Tuning pore structure of polymer-derived carbon materials for supercapacitor electrode materials using microscopic phase separation engineering

Abstract

Specific surface area and pore structure have critical impact on the performance of carbon-based supercapacitors. However, for carbon materials, the association between pore architecture and electrochemical performance remains unclear. In this study, sub-nano porous carbon materials with precisely controllable pore size were fabricated by a simple direct carbonization method using interpenetrating polymer networks (IPN), Besides, the correlation between pore architecture and electrochemical performance was explored by controlling the relative content of the two polymer phases to enhance or weaken the degree of microscopic phase separation so as to modulate the pore structure.
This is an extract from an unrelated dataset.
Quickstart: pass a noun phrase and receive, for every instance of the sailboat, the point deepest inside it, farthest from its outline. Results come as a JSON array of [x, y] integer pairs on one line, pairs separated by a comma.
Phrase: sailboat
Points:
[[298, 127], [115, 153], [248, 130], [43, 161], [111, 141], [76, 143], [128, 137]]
C-IPN1 exhibited the highest Specific Surface Area (SSA) at 827 m2 g−1, where micropores contributed 95.8 % for the total SSA. Within the three-electrode device, C-IPN1 provided an excellent Specific Capacitance of 238.5 F g−1 at the current density of 0.5 A g−1, which had high cycle stability (100 % capacity retention for 10,000 cycles) and achieved 79.5 % capacitance retention for 20-fold increase in current density (0.5 A g-1 to 10 A g−1). Furthermore, assembled symmetrical supercapacitors achieved an energy density of 7.31 Wh Kg−1 at the power density of 62.5 W Kg−1. This could provide a new avenue for the development of high-performance carbon electrode materials for double layer capacitors, given its simple synthesis process and excellent performance.